The principle pleasure of sarcasm is that it’s free. Free from seriousness, free from instruction, free from the costly and arduous exercise of communicating what one means. The user of sarcasm can drop a quip like a bad bank note and forget about it, leaving others, if they wish, to try their hand at extracting anything of value.
Not a million miles away – although in a literal sense around 140 million – The Martian drops Matt Damon on the red planet with a decent supply of one-liners and leaves it to us to work out whether anything of lasting importance occurs. He plays Mark Watney, a NASA botanist left for dead who has to figure a way to survive for years in a plastic habitat designed to last days, until the folks back home can work out how to get him back. Another man might have found the circumstance daunting, but for Watney, given all we see, it is not so big a deal.
Yes, he will have to figure out how to grow food on a planet inimical to all known forms of life. Yes, he will have to find a way to encode messages and relay them back to Earth using an old satellite camera. And yes, he will have to conquer isolation and maintain sanity with only the aid of text messages and an archive of disco music. But really, as he summarises it, he’s just ‘going to have to science the sh*t out of this thing’.
This is the general tenor. Technical and existential challenges of supra-Himalayan magnitude – the tallest mountain on Mars towers about three times the height of Mount Everest – are shortcutted with snappy off-the-cuffs such as, ‘In your face, Neil Armstrong’. In another drama, with complex tensions and layered depths, such wry levity might have come as a welcome release. But when the supposedly starving protagonist never seems to drop below fifteen stone and expresses equivalent annoyance at exploding the airlock off his hut and running out of ketchup, the emerging topography lacks depth.

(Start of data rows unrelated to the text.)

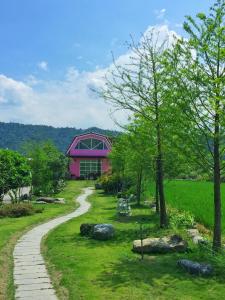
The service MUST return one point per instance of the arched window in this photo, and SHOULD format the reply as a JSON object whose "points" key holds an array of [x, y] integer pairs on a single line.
{"points": [[91, 144]]}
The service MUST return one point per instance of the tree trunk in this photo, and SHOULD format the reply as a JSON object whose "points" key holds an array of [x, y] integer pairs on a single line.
{"points": [[160, 177], [157, 194], [139, 183], [217, 192], [162, 203]]}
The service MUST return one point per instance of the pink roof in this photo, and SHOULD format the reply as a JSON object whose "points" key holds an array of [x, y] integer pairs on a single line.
{"points": [[89, 152]]}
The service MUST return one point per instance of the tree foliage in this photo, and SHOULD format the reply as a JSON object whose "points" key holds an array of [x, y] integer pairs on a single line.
{"points": [[15, 173], [48, 167]]}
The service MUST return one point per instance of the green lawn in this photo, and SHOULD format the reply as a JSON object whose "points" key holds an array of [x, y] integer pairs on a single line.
{"points": [[12, 228], [86, 269]]}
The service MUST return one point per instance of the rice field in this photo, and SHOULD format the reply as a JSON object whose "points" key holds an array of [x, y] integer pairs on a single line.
{"points": [[195, 197]]}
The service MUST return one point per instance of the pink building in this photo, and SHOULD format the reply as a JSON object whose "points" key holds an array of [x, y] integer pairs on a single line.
{"points": [[88, 155]]}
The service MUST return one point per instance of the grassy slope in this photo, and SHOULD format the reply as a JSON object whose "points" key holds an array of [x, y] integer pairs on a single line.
{"points": [[196, 197], [11, 229], [86, 269]]}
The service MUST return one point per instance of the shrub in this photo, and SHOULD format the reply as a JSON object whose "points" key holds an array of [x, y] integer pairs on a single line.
{"points": [[181, 219], [19, 210]]}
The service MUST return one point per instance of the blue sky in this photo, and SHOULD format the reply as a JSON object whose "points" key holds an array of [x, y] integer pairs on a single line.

Not that the film is entirely devoid of profundity. When Watney needs to make water to survive using hydrogen, oxygen and flame, the only thing he can find to start the process in the flame-retardant capsule is a crewmate’s wooden crucifix. He sends a message to his parents describing how he may die but since it is for something beautiful and bigger than himself, paradoxically, as he puts it, ‘I can live with that’. Best of all, when he reflects briefly upon being the first person on an entire planet to do almost everything – first to see that mountain, first to do a jumping jack, etc – he implicitly recalls the wonder Earth’s first parents must have felt at venturing out into their strange, uninhabited world.

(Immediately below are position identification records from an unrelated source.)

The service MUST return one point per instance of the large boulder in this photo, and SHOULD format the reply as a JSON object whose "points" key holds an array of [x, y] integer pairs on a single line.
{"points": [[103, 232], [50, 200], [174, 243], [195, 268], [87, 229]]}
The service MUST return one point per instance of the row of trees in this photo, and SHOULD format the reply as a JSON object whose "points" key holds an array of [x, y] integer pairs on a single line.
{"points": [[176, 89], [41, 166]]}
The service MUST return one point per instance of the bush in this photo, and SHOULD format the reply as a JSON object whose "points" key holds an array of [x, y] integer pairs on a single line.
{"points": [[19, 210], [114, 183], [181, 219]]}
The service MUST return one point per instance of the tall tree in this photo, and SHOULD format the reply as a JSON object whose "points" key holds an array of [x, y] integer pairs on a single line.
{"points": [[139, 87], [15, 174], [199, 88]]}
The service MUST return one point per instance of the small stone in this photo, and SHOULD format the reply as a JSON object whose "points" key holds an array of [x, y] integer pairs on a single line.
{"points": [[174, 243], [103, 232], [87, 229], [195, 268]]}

This is probably where the film is at its best and most substantial, when it prompts quiet meditation on the place we live, which is marvellously hospitable, by comparison. When Watney manages to coax the first potato plant up from Martian soil, for example, we become aware for an instant of the tenderness and beauty of life, with a feeling akin to reverence.
Such moments pass quickly, though, crowded out by quippy dialogue, sparkly CGI and the even sparklier cast. Jessica Chastain, Jeff Daniels, Kristen Wiig, Kate Mara and Chiwetel Ejiofor all play prominent if underpowered roles. Ridley Scott’s direction, while captivating, fails to spring miracles from a script lacking the depth and nutrients to sustain the human spirit beyond being fleeting entertainment.